Betwixt and between
For young women in Baghdad, it's a disorienting time to be a teen
No longer able to go shopping or swimming, or while away the hours gossiping with her housebound friends because the telephone broke, Qitaf has grown bored, listless, and resentful of America's promises of freedom and democracy. "Before the war, I used to wish that Iraq would be more open, that we would have satellite TV and mobile phones. Now we have them, and the sacrifice is not worth it," she says pointedly. "I used to struggle to make my dreams come true. Now I have to struggle to have a dream."
Family secrets. Though officially secular, with a significant number of women enrolled in colleges and filling the secretarial ranks of ministry buildings, Iraqi society at large is in fact fiercely conservative and especially protective of the virtue of its daughters. Doctors say that after a young woman is kidnapped, the first order of business upon her return is a visit to the hospital to check that her virginity is still intact. As rumors of rape and shamed families fleeing abroad are whispered by fathers in smoke-filled coffee shops or recounted by scared mothers in hushed phone conversations, young girls are increasingly being tucked away behind tall fences, drawn curtains, tinted windows, and black veils.
Because of continuing violence, the Ministry of Education has postponed the start of this year's classes until mid-October. Meanwhile, after whole sections of textbooks were ripped out in a de-Saddamification frenzy, the question of what and how to teach the next generation has not been answered. Only English and history books have been reprinted, but they are missing crucial chunks of Iraqi history, like the Iran-Iraq War and the invasion of Kuwait in the Gulf War.
At the al-Houda secondary school for girls in Baghdad's middle-class Karrada neighborhood, headmistress Senna Naji Abbas, 50, is mindful of the pressures on teenage girls. In addition to the normal vicissitudes of raging hormones, she says, they are facing extraordinary problems--electricity shortages, school books destroyed by bombings, and deaths in the family. As a result, grades have dropped and students have dropped out. Ten percent of the school's 250 students did not register for classes in the postwar school year. "[Our] youth doesn't know what is expected of them," says Abbas. "We don't want Saddam, but we don't want the occupation forces, and this generation is paying for our indecision."
On the battleground of ideas, religious conservatism and the pressure to Islamify are waging a fierce battle against the influx of western cultural currency. In April (coincidentally, the bloodiest month since the end of combat), a troupe of clerics came to speak to Abbas's students--as they did in many schools throughout Baghdad--about morals, chastity, and the need to wear head scarves for security. They plastered the school with posters of the snowy-bearded leaders of Shiite Islam. Pointing to a placard bearing the face of Mohammed Bakr al-Hakim, one of the militant martyrs in Shiite politics, Abbas frowns: "That wasn't sanctioned by the Ministry of Education."

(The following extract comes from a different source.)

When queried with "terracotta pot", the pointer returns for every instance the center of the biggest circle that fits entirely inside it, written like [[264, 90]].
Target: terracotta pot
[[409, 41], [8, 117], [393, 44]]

In Baghdad's upscale Zayona shopping district, Khadir Ali sells frilly, rhinestone-studded lingerie and a rainbow of nail polish. Even in this progressive neighborhood, few women dare to leave the house without concealing their form-fitting T-shirts and neon-colored pedal pushers underneath baggy robes and head scarves. In Ali's shop, the hijab , or head scarf, is the bestselling item. "The hijab became fashionable after the fall of the regime," he says as women rummage through a mosaic of patterned polyester. "Lots of women like to wear it."